28  Le GWI Niger met les acteurs au cœur du débat sur l’accès équitable et la gestion intégrée de la ressource en eau au niveau de la vallée de la Tarka. Les discussions sur les problèmes vécus au quotidien, le changement brusque constaté par les communautés donne plus de crédit et de l’importance aux actions du projet.  Il ya une analyse continue de la vulnérabilité des ménages sur le changement climatique et les stratégies d’adaptation locales ;  Un appui se basant sur le renforcement des stratégies locales d’adaptation  La capitalisation des acquis des projets antérieurs ayant intervenus sur le traitement biologique et physique des terres dégradées du bassin  Le renforcement des capacités des communautés villageoises  La forte implication des autorités communales dans le processus de mise en place des cadres de concertation et des comités locaux de l’eau au niveau du bassin

29  Ce qu’il faut répliquer de ce projet c’est surtout :  La fertilisation écologique qui permet de limiter la pollution de la nappe au niveau local et accroit la productivité des champs et jardins mais surtout réduit les investissements que font les ménages dans l’achat des engrais qui sont très onéreux et accentue la vulnérabilité des ménages ;  Le processus GIRE à la base du fait de son importance car touchant les maillons sensibles de la vie communautaire : les ressources naturelles et les pratiques anthropiques qui sont sources de conséquences très désastreuses et qui compromettent l’héritage des générations futures ;  L’application de l’outil Cristal / AVCA dans les villages de la vallée et la recherche de synergie entre les autres communautés des pays de la sous région

30  Il existe des comités de gestion des espaces environnementaux qui ont une expérience dans la production des plants d’arbres, le traitement physique des terres dégradées, l’appui à ces structures reste très important pour renforcer la pérennisation des actions du projet.
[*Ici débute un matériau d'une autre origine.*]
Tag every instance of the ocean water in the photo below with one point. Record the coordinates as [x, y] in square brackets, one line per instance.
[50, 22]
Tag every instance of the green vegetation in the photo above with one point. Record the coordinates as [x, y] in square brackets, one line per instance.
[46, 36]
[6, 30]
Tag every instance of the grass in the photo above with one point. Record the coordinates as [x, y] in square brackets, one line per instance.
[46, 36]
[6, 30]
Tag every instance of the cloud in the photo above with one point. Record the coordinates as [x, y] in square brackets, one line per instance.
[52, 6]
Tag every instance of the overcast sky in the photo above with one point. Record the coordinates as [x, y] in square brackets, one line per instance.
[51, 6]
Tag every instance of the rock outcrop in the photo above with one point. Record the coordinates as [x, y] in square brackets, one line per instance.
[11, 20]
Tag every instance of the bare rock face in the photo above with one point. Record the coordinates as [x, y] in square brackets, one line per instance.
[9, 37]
Ces appuis sur les échanges intersites, les échanges sur les thématiques en cours notamment l’économie verte, le puits carbone, la sauvegarde de l’environnement sont très importante pour le projet et les acteurs au niveau de la Vallée. Inviter aussi l’équipe opérationnelle de ce projet dans les échanges sur l’agriculture car le projet évolue à partir de septembre sur l’agriculture et ses défis.